"Анатолий Юмабаевич Генатулин. Вот кончится война " - читать интересную книгу автора

смятенность души, увидел, почувствовал захватывающую красоту боя, красоту
солдатской сноровки и бесстрашия. Кони мои не стояли, рвались туда, куда
ушел эскадрон. Кони не любят отставать от своих. Я кое-как зацепил ногой
стремя, потянулся и... вместе с седлом сполз под брюхо коня. В спешке забыл
подтянуть подпруги. Тут еще Ганс рвался. "Стой, зараза немецкая!" Майор,
увидевший все это с крыльца, произнес, убийственно взглянув на меня,
ругательное слово, означающее на грубом языке задницу. Наконец я сел в седло
и дал волю коням. Кони всегда идут туда, куда ушел эскадрон, куда ушли
остальные кони, с которыми они сжились, породнились, и находят своих то ли
по запаху, то ли еще по каким-то непонятным людям приметам. След эскадрона
на снегу еще был свеж. Кони взяли прямо по следу. Но с того времени, когда
скрылись за увалом коноводы, обстановка изменилась так, что след коней
теперь лежал между артиллеристами и немецкими танками, хотя с того момента,
когда я вышел из сарая и увидел мчащихся встречь танкам артиллеристов,
прошло, ну, от силы десять минут. Я еще не успел сообразить, что надо дать
кругаля, обходя орудия с тыла, как уже мчался очертя голову между ними и
танками. А когда одумался, было уже поздно да кони рвались. А, была не была!
Я видел искоса, как один танк задымил, закрутился и встал. Остальные,
стреляя из пушек и пулеметов, медленно ползли на орудия. Впереди и позади
артиллеристов там и тут вырастали кусты взрывов и рассеивались, оставляя на
снегу черные лунки воронок. Артиллеристы, завидев меня, замахали руками и
закричали что-то, а я мчался дальше, припав к холке лошади. Я увидел себя
глазами артиллеристов, глазами того майора и глазами немцев. Я был
сумасшедшим в их глазах, а в глазах майора к тому же задницей. Посвистывали
пули. Я шпорил, не жалея бока своего меринка. Проскочить, домчаться до
увала - дальше не страшно. Мельком, сбоку увидел, как слева от меня, чуть
позади, очень близко грохнул снаряд. Смерть моя! Вот здесь, на этом вот
заснеженном поле! Вжавшись в холодный комочек, я ждал следующего снаряда.

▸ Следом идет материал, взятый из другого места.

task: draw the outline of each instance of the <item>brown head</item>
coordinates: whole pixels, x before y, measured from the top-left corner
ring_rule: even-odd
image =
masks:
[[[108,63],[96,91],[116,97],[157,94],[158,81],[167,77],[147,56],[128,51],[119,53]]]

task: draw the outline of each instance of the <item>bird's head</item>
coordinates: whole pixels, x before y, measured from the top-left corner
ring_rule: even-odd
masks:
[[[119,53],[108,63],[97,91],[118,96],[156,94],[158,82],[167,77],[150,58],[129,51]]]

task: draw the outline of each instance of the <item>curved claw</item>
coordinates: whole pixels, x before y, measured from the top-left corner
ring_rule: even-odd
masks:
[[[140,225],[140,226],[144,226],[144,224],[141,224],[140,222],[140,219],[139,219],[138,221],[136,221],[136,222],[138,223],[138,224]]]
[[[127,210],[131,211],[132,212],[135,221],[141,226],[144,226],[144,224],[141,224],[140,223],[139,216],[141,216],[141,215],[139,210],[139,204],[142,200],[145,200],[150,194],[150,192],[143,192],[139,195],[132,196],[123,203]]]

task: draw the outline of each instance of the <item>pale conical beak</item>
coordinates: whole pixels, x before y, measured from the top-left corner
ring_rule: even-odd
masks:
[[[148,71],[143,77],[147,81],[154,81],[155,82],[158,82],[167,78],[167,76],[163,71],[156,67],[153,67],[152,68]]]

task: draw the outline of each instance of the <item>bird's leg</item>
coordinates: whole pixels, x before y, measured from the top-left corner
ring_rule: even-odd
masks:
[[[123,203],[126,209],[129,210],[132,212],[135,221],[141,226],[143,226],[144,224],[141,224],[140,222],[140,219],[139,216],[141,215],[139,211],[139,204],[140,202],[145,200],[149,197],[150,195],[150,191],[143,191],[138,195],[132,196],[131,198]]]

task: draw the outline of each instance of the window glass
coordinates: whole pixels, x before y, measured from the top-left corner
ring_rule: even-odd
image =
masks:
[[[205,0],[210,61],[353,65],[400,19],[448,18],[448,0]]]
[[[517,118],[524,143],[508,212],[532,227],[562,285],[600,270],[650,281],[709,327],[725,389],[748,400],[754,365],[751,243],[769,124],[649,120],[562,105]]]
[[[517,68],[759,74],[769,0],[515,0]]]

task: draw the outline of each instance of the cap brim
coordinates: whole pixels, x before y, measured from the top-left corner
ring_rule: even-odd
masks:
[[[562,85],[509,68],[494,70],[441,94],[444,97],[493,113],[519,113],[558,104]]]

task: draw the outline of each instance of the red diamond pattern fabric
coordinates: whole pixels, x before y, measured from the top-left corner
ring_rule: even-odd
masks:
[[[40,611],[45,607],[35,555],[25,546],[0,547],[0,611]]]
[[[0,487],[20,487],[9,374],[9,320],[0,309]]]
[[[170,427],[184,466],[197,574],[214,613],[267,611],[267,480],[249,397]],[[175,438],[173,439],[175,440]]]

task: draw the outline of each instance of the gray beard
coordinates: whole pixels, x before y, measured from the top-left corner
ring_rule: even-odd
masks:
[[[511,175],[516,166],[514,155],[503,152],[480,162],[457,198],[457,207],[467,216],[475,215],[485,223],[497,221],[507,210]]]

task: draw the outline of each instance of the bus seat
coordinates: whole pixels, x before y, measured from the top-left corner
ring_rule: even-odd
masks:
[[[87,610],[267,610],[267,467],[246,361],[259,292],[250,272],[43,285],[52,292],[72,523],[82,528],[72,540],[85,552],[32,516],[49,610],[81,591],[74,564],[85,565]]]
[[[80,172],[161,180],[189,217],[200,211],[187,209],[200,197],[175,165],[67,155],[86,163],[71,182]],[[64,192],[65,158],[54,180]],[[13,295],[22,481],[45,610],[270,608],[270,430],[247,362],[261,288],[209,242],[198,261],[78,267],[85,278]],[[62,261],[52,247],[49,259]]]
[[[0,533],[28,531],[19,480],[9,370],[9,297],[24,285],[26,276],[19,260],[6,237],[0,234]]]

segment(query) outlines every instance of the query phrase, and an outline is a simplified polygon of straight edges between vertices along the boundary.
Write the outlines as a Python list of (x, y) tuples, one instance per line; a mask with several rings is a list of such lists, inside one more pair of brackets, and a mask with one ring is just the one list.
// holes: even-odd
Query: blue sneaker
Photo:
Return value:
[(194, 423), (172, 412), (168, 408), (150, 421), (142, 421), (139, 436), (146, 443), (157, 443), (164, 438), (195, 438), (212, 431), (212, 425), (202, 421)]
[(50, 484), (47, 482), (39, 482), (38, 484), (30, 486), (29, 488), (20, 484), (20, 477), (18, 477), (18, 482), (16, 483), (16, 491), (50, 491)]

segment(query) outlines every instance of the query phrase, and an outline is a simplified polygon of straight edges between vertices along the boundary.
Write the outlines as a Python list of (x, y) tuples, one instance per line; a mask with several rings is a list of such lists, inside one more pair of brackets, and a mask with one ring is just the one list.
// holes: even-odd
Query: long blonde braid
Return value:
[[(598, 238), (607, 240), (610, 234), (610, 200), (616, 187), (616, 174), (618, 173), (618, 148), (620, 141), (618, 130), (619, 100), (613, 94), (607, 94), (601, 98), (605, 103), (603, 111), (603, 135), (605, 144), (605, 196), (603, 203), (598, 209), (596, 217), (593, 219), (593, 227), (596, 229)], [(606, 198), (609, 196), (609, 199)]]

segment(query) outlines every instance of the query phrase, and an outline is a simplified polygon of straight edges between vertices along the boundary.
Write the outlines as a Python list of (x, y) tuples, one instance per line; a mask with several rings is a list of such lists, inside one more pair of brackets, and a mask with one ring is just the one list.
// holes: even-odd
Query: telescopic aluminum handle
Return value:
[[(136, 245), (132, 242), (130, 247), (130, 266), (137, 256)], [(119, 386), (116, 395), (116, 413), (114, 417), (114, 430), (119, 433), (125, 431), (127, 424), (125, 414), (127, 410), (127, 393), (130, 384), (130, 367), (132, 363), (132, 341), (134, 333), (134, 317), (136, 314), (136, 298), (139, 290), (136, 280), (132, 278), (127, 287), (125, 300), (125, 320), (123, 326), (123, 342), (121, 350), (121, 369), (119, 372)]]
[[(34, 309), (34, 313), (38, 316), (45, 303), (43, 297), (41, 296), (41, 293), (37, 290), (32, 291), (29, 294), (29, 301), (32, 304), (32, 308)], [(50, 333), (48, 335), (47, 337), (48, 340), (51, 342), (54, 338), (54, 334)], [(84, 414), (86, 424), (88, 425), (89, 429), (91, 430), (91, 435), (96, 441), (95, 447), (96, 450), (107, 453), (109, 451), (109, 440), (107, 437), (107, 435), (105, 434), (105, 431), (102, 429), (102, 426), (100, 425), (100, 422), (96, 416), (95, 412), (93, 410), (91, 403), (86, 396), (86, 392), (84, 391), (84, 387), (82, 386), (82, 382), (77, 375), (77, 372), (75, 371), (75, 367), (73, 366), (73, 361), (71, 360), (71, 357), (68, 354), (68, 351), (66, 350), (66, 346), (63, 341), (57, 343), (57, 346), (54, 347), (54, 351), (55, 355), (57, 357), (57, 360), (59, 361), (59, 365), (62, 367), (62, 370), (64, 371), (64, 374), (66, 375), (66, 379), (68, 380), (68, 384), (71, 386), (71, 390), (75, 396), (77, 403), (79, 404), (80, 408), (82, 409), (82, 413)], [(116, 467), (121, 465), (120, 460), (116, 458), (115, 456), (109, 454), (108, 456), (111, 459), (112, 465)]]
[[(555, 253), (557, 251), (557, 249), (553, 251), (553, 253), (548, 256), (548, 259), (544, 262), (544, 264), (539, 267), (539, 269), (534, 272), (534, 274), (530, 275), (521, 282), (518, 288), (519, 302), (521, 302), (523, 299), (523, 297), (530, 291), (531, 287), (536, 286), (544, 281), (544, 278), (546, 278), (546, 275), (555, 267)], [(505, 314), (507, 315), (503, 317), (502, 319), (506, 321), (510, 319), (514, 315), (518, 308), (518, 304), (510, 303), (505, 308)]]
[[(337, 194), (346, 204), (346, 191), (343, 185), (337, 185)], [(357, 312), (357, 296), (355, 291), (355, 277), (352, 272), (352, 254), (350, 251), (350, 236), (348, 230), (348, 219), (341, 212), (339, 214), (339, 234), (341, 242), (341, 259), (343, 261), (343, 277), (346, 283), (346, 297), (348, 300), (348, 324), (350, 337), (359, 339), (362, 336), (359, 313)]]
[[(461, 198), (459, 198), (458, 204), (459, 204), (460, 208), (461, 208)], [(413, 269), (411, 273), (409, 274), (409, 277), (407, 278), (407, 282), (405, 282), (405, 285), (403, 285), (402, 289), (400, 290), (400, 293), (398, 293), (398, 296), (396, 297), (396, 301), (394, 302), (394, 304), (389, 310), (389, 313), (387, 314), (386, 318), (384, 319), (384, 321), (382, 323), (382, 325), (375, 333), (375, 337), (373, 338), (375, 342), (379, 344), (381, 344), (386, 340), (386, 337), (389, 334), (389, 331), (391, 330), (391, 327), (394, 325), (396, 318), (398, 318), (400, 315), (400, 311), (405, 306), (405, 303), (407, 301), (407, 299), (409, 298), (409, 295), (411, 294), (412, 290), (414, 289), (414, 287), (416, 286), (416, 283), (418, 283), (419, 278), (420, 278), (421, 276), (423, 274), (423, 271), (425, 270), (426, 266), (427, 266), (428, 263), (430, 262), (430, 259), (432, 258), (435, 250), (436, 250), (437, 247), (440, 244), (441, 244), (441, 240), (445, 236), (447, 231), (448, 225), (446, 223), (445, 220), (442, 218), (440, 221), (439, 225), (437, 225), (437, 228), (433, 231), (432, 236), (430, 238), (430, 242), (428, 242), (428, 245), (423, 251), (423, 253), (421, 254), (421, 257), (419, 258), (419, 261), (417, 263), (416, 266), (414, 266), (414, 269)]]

Нет, кажется, пронесло. И вот танки и орудия остались позади, и я,
промчавшись через бой и все еще ощущая спиной леденящий ветерок смерти,
взлетел на увал, увидел вдали какое-то село, дорогу, войска, приободрился и
наметом погнал туда. Почувствовал, что Ганс тянется, потом заметил, что
жеребец припадает на заднюю левую. Глянул назад: белизну снега прометила
алая строчка лошадиной крови. Ранило! Ну и влетит же мне от Харибова!
Эскадрон я догнал в большом селе. Штадив теперь располагался там.
Привязал коней (левая задняя нога жеребца от голени до копыта была залита
черной кровью), нашел Харибова и доложил, что Ганса ранило.
- Как ранило?! Где ранило?!
- В ногу.
- Я спрашиваю, где попал под обстрел?!
Я рассказал. Харибов расстроился до слез, подошел к коню, потрогал рану
и приказал, чуть не плача:
- Ну чего стоишь?! Иди за ветеринаром!
Пришел ветеринар, пожилой старшина, осмотрел Ганса и сказал, что коня
надо отправить в дэвээл - дивизионный ветеринарный лазарет. Харибов взглянул
на меня с таким казнящим укором, что я даже подумал: лучше бы уж меня самого
ранило. Харибов похлопал коня по шее, видно, прощаясь, махнул рукой и ушел.
Больше я его не видел.
Меня вызвал капитан Лысенко, вручил какую-то бумагу и приказал отвести
Ганса в дэвээл, а оттуда отправиться в распоряжение 17-го полка, в эскадрон.